Lalu sayup-sayup dari ujung laut utara terdengar gemuruh, burung menetaskan telur. Riuh seluruh bumi! Sementara di sini? Ramai oleh perang, saling menindas antar sesama. Penyakit bermunculan di sana-sini. Lalu keturunan kita mengamuk. Mengamuk tanpa aturan. Banyak yang mati tanpa dosa, jelas-jelas musuh dijadikan teman, yang jelas-jelas teman dijadikan musuh. Mendadak banyak pemimpin dengan caranya sendiri. Yang bingung semakin bingung. Banyak anak kecil sudah menjadi bapa. Yang mengamuk tambah berkuasa, mengamuk tanpa pandang bulu. Yang Putih dihancurkan, yang Hitam diusir. Kepulauan ini semakin kacau, sebab banyak yang mengamuk, tidak beda dengan tawon, hanya karena dirusak sarangnya. seluruh nusa dihancurkan dan dikejar. Tetapi… ada yang menghentikan, yang menghentikan adalah orang sebrang.
Lalu berdiri lagi penguasa yang berasal dari orang biasa. Tapi memang keturunan penguasa dahulu kala dan ibunya adalah seorang putri Pulau Dewata. Karena jelas keturunan penguasa, penguasa baru susah dianiaya! Semenjak itu berganti lagi jaman. Ganti jaman ganti cerita! Kapan? Tidak lama, setelah bulan muncul di siang hari, disusul oleh lewatnya komet yang terang benderang. Di bekas negara kita, berdiri lagi sebuah negara. Negara di dalam negara dan pemimpinnya bukan keturunan Pajajaran.

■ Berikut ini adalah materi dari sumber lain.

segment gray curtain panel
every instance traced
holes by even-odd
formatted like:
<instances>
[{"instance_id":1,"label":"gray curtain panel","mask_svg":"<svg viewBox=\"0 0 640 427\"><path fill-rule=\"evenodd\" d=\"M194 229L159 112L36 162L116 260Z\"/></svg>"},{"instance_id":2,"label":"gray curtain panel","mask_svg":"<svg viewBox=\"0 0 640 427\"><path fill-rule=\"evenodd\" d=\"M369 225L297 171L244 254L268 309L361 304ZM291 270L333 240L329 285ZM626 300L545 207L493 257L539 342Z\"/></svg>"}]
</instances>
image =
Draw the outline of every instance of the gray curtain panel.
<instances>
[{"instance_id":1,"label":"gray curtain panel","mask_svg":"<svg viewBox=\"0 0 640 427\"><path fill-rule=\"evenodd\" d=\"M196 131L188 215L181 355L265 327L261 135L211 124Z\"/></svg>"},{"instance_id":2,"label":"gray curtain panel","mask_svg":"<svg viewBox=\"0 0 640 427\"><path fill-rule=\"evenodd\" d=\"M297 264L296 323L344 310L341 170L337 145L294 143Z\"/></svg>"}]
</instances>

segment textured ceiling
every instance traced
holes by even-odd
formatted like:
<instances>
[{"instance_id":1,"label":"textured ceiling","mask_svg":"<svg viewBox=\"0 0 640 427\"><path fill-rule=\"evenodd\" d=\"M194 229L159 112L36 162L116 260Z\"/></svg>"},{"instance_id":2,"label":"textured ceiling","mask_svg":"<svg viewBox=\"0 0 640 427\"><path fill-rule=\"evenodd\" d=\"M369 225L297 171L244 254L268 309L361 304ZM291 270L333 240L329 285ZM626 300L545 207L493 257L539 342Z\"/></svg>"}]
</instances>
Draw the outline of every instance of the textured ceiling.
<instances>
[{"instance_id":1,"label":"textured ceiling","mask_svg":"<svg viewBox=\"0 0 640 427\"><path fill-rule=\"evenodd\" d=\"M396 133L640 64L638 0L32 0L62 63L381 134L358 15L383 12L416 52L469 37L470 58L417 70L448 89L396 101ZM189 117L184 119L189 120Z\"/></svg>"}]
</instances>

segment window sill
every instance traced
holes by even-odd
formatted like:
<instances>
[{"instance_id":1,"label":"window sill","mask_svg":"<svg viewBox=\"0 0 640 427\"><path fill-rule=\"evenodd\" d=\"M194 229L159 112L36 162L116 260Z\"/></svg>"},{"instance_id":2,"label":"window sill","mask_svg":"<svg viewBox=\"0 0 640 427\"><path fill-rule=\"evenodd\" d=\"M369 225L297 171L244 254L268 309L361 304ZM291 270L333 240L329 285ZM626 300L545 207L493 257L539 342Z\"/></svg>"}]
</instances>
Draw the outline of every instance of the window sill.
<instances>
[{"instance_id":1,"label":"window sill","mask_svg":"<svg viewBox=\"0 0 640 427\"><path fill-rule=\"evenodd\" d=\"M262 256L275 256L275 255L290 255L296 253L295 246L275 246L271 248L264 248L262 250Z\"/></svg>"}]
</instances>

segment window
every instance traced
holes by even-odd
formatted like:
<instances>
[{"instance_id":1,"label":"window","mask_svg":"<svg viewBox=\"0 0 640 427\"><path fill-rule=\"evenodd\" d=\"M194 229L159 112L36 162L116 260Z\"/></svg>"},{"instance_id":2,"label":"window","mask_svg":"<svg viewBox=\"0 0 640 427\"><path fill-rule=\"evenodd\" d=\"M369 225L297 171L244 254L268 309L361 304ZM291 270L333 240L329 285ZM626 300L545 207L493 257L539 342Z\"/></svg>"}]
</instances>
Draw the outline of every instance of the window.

Lalu akan ada penguasa, tapi penguasa yang mendirikan benteng yang tidak
boleh dibuka, yang mendirikan pintu yang tidak boleh ditutup, membuat
pancuran ditengah jalan, memelihara elang dipohon beringin. Memang
penguasa buta! Bukan buta pemaksa, tetapi buta tidak melihat, segala
penyakit dan penderitaan, penjahat juga pencuri menggerogoti rakyat yang
sudah susah. Sekalinya ada yang berani mengingatkan, yang diburu
bukanlah penderitaan itu semua tetapi orang yang mengingatkannya.
Semakin maju semakin banyak penguasa yang buta tuli. memerintah sambil
menyembah berhala. Lalu anak-anak muda salah pergaulan, aturan hanya
menjadi bahan omongan, karena yang membuatnya bukan orang yang mengerti
aturan itu sendiri. Wajar saja bila kolam semuanya mengering, pertanian
semuanya puso, bulir padi banyak yang diselewengkan, sebab yang
berjanjinya banyak tukang bohong, semua diberangus janji-janji belaka,
terlalu banyak orang pintar, tapi pintar kebelinger.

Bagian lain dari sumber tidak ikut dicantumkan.